Continued scaling of semiconductor devices, the switch to complex three dimensional geometries and the expansion beyond CMOS, so-called More-Than-Moore, means that device processing is becoming more complicated, while we are at the point where every atom makes a difference and films can be at a thickness of approx. 1-2 nm. Thus, the need for atomic level control makes atomic level processing, exemplified by atomic layer deposition (ALD), atomic layer etching (ALE) and molecular layer deposition (MLD), absolutely necessary.
Since atomic level processing is driven by the chemistry of precursors at surfaces it is a natural candidate for atomic level modelling, using first principles density functional theory (DFT). DFT is able to model surfaces and surface chemistry to a reasonable level of accuracy, treating hundreds of atoms at a time. One can determine the thermodynamics of potential reactions and compute activation barriers for particular processes. These allow one to assess if the chemistry is feasible and what reaction by-products are possible. Furthermore, one can use activation barriers from DFT as input to kinetic Monte Carlo simulations to explore film growth on much larger and complex models, obtaining results that can be directly compared to experiment.
Our focus in the CMOS++ cluster is on plasma atomic layer deposition of metals, atomic layer deposition of nitrides as barrier and liner layers in transistors, atomic layer etching of high-k materials and metals and molecular layer deposition of hybrid organic-inorganic materials for low-k materials or encapsulation. Our work is supported by Science Foundation Ireland, Horizon 2020 MSCA ITN HYCOAT, Enterprise Ireland and direct industry support.

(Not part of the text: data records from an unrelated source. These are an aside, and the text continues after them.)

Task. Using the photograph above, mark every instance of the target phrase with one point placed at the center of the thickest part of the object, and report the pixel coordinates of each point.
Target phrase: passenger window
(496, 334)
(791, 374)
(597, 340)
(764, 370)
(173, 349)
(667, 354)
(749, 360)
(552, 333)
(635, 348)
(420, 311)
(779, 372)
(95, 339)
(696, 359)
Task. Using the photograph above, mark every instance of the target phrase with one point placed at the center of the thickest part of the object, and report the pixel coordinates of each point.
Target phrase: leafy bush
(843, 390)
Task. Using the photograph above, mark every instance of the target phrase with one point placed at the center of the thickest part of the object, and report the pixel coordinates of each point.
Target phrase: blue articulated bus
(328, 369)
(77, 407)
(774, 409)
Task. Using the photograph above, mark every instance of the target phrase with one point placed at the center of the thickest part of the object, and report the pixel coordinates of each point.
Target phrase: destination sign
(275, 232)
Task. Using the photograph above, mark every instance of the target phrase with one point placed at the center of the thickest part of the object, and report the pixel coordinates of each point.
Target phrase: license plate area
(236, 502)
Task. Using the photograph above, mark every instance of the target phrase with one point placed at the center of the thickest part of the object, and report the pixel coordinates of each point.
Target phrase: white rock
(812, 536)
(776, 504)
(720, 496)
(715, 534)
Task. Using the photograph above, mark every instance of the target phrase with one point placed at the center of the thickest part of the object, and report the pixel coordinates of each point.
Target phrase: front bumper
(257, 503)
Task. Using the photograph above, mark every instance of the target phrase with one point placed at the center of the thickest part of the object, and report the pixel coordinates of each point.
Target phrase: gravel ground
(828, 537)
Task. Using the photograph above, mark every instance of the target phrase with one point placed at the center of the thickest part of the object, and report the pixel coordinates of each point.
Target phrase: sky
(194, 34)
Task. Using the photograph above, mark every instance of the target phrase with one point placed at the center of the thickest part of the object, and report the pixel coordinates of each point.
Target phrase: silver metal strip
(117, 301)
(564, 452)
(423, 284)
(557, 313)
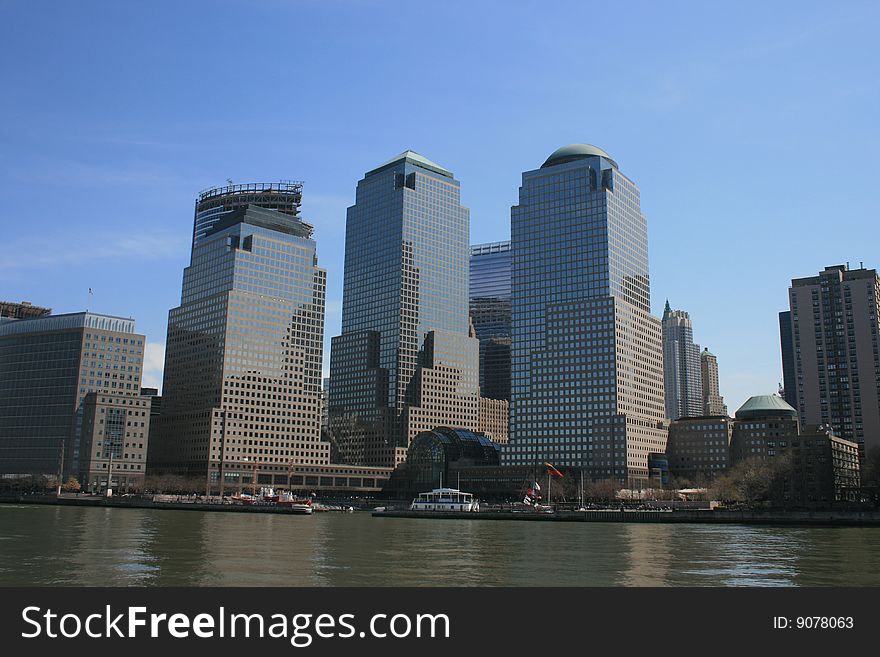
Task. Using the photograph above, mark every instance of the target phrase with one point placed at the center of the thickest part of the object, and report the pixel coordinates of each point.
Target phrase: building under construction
(212, 204)
(23, 310)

A recent highlight is modelling the metal pulse in the nitrogen plasma ALD of cobalt, which is of high importance in nanodevices, e.g. as interconnect metal showing lower resistivity than copper at small dimensions. We first determined structures cobalt surfaces terminated in NH and NH2 groups which are proposed to be present after the nitrogen/hydrogen plasma pulse (similar to production of surface –OH species in oxygen plasma ALD) and predicted the coverage of NH/NH2 under typical ALD operating conditions. Figure 1(a) shows the atomic structure of bare Co (001) and (100) surfaces, while Figure 1(b) shows how the stability of different coverages of NH and NH2 changes with temperature (the grey boxes show the typical experimental temperature ranges for Co ALD) and Figure 1(c) shows the atomic structures of Co (001) and (100) with NH and NH2 terminations.
With these surface models we have investigated how the well-known Co(Cp)2 precursor interacts with the surface and the energy pathway to eliminate Cp ligands via hydrogen transfer from the surface to a Cp ring, releasing CpH. Figure 2(a) shows the Co(Cp)2 precursor interacting with the NHx-terminated Co surfaces to allow us predict the preferred orientation of the precursor; the preference depends on the surface structure and is driven by the geometry of the surface layer. Figure 2(b) shows the computed energy pathway for the elimination of Cp from the precursor, including the activation barrier for the first H transfer step. This barrier is rather moderate at 0.56 eV but the preference is for one Cp ligand to be eliminated, leaving CoCp on the surface. This analysis is extended to Ru ALD, following a similar approach.
We have presented some of the first DFT level studies of ALE of metal oxides and metals. This year, we investigated the ALE of crystalline ZrO2 and HfO2 high-k dielectrics using HF as the first reactant and Tungsten metal . In ALE, the concept is to use a reactive agent, such as HF, to modify the surface layer of the target material but this modification is not volatile. The second reagent can then undergo ligand exchange to produce volatile species which are removed during the purge and a layer (or partial layer) of the target material is thus removed. The concept of ALE is shown in Figure 3 (a). ALE can be thought of as the opposite of ALD (although it is more complex than this) and is expected to see wide use in the etching of thin films where the direct deposition of such thin films will be challenging.
In Figure 3(b) we show our free energy profile predicted for the HF step in ALE of HfO2. We defined self-limiting etch as that process in which one layer of HfO2 is converted to the fluoride (HfF + H2O) and continuous etch as that process in which the entire HfO2 is converted to HfF. This plot allows us to predict the temperature at which the preference switches from self-limiting etch to continuous etch and therefore we predict HF ALE of HfO2 to be self-limiting up to approx. 650 K, consistent with experiment. Figure 3(c) shows the atomic structure when HF adsorbs at the HfO2 surface. We see that the HF molecule dissociates spontaneously to produce HfF and OH species showing high reactivity of this oxide to HF required for ALE.